Amsterdams peil

 logoIdW


AMSTERDAMS PEIL

De bomen van de kerk waar ik sinds een aantal maanden vanaf mijn studeerkamer op uitzie, werden fee‘riek van kerstlichtjes voorzien. Ik had dat niet direct in een stad als Amsterdam verwacht. Maar misschien wel bij uitstek hier viert de romantiek hoogtij en is de behoefte groot aan een shire waar het leven overzichtelijk is en wij aanstonds glںhwein kunnen drinken met nog de beste wensen voor het nieuwe jaar. Aan kerksociologische verkenningen ben ik tot op heden niet toegekomen. Maar het zal er wel op neerkomen, daar ben ik leerling van Van Gennep genoeg voor, dat mensen mensen nodig hebben in niet al te grote verbanden. Vooral mijn geest woont nog niet zo lang in Amsterdam en mijn als dorpsdominee getrainde oog viel al meteen op bakfietsen, bankjes buiten en door buurtbewoners zelf onderhouden perkjes, tot aan indrukwekkende moestuinen toe. In een kort tijdsbestek doken overal in de stad ijsbanen op. Houten huisjes, zorgvuldig bestuift met kunstsneeuw, de geur van gepofte kastanjes en erwtensoep. De evocatie van een tijd die nooit heeft bestaan maar waaraan bij uitstek een stadsmens behoefte heeft in donkere dagen.

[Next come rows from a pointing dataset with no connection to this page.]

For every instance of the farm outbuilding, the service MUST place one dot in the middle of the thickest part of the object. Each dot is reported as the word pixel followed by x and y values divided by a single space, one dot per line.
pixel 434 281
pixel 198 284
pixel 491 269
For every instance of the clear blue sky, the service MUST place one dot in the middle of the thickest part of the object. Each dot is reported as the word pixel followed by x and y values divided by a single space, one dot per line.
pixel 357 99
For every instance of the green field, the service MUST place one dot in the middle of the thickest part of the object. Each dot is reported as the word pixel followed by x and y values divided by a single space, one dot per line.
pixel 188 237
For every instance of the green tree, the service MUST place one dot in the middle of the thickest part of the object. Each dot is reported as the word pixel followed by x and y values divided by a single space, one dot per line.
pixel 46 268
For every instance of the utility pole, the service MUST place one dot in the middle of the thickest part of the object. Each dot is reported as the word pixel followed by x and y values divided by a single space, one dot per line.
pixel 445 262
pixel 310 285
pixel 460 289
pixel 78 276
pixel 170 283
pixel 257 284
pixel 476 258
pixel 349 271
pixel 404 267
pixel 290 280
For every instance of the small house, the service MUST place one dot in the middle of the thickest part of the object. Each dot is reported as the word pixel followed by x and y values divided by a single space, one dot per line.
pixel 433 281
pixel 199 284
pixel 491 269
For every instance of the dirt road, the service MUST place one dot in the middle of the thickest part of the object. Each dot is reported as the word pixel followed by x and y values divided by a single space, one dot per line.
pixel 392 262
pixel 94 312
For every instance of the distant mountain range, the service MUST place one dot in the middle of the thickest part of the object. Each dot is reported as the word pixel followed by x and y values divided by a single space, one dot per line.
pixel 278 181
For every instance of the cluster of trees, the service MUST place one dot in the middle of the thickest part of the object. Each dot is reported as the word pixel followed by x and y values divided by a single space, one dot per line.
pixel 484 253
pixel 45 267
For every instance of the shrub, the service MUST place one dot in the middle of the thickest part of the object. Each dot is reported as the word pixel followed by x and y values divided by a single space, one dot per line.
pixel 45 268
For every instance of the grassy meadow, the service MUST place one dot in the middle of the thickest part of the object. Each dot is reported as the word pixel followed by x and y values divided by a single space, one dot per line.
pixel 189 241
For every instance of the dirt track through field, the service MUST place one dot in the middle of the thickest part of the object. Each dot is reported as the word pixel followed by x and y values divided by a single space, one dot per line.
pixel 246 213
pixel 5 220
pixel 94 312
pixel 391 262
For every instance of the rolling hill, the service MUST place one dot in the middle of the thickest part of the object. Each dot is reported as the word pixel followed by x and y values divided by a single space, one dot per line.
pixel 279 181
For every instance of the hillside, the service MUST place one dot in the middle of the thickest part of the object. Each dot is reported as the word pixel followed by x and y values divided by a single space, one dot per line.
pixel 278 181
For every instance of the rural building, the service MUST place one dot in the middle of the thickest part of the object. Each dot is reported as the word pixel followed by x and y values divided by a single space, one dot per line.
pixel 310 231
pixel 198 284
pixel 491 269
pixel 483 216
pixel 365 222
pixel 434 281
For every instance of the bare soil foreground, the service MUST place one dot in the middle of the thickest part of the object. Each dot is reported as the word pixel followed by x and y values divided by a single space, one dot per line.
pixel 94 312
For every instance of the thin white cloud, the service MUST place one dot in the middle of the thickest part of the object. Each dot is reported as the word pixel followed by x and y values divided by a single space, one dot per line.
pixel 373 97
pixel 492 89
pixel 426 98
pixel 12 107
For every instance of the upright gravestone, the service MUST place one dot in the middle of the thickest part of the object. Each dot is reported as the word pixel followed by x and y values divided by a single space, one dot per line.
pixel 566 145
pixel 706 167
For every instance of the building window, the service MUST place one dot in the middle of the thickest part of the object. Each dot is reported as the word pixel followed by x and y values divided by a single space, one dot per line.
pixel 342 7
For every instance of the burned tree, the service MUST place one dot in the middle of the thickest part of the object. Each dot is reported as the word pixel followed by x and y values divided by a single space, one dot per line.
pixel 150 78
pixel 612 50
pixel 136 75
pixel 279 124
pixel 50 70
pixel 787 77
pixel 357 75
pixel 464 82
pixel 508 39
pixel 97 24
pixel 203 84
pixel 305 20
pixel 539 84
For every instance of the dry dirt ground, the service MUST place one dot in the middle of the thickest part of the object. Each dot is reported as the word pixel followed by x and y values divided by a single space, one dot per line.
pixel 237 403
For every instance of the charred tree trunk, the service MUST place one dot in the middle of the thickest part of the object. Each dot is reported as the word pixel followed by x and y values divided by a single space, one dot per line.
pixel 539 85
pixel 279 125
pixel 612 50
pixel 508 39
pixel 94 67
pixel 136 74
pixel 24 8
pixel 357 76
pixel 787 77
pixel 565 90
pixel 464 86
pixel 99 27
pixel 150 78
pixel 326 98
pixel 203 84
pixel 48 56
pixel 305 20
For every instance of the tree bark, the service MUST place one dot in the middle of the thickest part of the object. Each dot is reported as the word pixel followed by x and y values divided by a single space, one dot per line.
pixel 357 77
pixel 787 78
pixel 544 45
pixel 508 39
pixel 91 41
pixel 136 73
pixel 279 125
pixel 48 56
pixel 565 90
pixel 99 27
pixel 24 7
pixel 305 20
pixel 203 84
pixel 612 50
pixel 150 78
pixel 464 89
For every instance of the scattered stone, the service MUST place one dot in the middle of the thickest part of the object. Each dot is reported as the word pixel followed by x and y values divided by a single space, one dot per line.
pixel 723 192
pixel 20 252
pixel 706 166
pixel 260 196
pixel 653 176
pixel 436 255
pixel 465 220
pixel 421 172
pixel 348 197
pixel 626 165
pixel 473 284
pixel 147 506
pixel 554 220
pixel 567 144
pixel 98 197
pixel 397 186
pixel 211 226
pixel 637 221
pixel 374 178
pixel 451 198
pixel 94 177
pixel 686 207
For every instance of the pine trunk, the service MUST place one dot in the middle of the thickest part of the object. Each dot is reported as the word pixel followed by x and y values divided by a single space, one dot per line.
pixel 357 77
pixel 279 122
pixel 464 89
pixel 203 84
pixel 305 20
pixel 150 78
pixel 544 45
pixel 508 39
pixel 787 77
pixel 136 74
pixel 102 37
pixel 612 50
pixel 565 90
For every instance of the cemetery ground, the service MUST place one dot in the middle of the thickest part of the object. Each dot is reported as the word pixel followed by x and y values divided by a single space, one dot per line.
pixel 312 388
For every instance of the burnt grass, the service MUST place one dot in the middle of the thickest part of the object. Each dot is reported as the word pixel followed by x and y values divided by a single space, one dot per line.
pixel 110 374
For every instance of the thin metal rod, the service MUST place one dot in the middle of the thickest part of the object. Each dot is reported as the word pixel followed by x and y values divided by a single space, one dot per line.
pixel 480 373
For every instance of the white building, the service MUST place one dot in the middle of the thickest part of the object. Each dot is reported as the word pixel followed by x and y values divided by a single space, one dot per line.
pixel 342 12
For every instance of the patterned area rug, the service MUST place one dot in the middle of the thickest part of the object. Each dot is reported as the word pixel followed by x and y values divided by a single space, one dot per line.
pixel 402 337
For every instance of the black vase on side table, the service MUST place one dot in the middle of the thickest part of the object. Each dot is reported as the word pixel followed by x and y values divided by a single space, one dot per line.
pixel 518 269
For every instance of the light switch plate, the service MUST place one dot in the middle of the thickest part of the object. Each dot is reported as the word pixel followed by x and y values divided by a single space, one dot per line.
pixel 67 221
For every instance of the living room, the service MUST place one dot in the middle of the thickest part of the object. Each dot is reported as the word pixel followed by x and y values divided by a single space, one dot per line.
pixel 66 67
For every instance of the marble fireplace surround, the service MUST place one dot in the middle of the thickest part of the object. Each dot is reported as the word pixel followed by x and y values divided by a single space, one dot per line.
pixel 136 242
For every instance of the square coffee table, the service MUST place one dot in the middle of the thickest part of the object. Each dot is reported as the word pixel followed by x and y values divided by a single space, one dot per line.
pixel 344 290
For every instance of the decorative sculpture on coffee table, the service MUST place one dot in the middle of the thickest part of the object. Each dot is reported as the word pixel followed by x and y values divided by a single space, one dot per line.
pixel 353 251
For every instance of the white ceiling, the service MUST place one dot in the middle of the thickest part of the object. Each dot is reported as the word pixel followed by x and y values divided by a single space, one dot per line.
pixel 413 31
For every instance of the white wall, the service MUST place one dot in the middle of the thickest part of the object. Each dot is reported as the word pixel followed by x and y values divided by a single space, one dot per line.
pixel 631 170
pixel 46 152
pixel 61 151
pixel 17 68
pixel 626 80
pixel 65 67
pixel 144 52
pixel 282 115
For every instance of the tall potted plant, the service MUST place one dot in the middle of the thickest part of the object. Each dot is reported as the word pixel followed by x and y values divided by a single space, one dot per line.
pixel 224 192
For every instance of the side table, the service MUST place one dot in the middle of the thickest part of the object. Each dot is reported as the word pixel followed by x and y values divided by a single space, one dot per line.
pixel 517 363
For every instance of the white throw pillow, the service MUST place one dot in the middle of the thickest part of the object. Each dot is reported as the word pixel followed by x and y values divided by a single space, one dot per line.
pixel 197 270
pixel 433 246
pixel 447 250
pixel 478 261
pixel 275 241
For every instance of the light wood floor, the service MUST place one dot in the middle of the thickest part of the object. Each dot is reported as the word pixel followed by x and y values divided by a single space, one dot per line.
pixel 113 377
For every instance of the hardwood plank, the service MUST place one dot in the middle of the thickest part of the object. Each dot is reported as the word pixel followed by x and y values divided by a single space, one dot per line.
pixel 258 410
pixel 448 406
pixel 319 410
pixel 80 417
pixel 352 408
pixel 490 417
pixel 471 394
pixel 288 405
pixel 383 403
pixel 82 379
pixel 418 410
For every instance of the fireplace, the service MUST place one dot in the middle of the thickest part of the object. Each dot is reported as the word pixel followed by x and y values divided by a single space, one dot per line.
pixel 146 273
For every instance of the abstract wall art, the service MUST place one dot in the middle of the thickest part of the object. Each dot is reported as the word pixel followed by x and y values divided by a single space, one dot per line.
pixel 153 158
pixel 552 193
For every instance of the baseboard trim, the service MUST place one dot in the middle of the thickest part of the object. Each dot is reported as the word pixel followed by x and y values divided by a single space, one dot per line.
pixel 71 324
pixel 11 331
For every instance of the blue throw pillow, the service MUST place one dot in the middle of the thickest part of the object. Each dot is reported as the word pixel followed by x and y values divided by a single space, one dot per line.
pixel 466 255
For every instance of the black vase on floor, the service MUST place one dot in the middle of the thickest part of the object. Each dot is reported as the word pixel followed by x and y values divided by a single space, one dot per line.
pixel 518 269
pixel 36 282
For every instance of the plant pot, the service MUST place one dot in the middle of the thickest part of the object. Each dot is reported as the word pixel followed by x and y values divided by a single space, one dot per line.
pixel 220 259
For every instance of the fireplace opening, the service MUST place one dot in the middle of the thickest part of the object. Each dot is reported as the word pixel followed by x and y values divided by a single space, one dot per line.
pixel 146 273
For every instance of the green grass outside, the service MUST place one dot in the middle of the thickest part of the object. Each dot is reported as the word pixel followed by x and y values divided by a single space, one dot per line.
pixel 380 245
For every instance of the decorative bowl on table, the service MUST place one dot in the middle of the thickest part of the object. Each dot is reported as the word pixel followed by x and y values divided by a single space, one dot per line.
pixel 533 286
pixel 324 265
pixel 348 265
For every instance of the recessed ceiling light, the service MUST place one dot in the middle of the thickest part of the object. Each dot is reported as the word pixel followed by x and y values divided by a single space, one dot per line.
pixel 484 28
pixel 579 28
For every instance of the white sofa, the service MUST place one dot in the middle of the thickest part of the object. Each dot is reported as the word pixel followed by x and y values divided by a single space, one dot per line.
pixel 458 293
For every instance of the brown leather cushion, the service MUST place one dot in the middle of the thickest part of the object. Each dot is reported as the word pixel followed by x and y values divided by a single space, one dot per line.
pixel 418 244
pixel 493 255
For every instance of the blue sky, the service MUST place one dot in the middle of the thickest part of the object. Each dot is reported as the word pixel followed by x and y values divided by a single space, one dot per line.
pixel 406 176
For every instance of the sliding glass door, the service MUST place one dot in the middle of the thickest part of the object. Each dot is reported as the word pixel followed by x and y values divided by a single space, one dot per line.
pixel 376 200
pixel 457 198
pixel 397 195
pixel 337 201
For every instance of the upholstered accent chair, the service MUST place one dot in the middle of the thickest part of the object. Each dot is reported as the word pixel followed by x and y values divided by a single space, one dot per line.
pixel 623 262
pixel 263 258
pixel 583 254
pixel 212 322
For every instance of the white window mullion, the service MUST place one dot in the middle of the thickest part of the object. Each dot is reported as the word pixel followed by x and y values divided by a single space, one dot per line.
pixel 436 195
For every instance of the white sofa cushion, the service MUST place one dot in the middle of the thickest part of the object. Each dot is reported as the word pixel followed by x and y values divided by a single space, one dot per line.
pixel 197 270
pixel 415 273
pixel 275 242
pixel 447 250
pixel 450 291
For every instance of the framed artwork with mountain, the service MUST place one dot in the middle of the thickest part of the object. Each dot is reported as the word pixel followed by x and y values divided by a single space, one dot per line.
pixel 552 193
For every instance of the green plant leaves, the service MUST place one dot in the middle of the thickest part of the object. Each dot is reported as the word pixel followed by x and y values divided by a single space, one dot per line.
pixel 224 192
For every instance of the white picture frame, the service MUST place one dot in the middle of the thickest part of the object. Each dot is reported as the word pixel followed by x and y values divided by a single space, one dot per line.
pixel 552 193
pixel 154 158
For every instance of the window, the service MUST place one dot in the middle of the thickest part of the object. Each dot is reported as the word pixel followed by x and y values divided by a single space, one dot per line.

De kerk doet haar gloeiende best om aansluiting te vinden bij deze algemene gevoelens van welbehagen. Welbeschouwd is dat ook de consequentie van haar beslissing om het Kerstfeest op Midwinterzonnewende te vieren. Toch valt te vermoeden dat het vervolg van de verfilming van The Hobbit van J.R. Tolkien, ‘the Desolation of Smaug’, minstens zoveel bezoekers zal hebben getrokken als onze verzamelde Kerstnachtdiensten. De verleiding is groot om de tegenstellingen breed uit te meten. In menig preek zal dat ongetwijfeld gebeuren maar het feit indachtig dat bij uitstek de gemiddelde kerstnachtbezoeker in deze dagen zijn inspiratie zoekt in beide werelden, is het gesprek daartussen interessanter.

Allereerst valt op dat de evangelist Lucas dat ook doet. Het is werkelijk al te vroom en ook wat saai, om te menen dat de compositie van zijn geboorteverhaal louter uit Schriftuurlijke elementen bestaat. De ‘herders in den velde’ bijvoorbeeld zijn beter te verklaren als welbewuste aansluiting bij allerlei bucolische mythen van het hellenisme dan als tamelijk gezochte vindplaatsen in het Oude Testament. Helden zijn graag van eenvoudige komaf. Christus is de eerste niet die geboren wordt in een ruraal milieu. Hercules, Romulus en Remus en zelfs menig Romeins keizer gingen hem daarin voor!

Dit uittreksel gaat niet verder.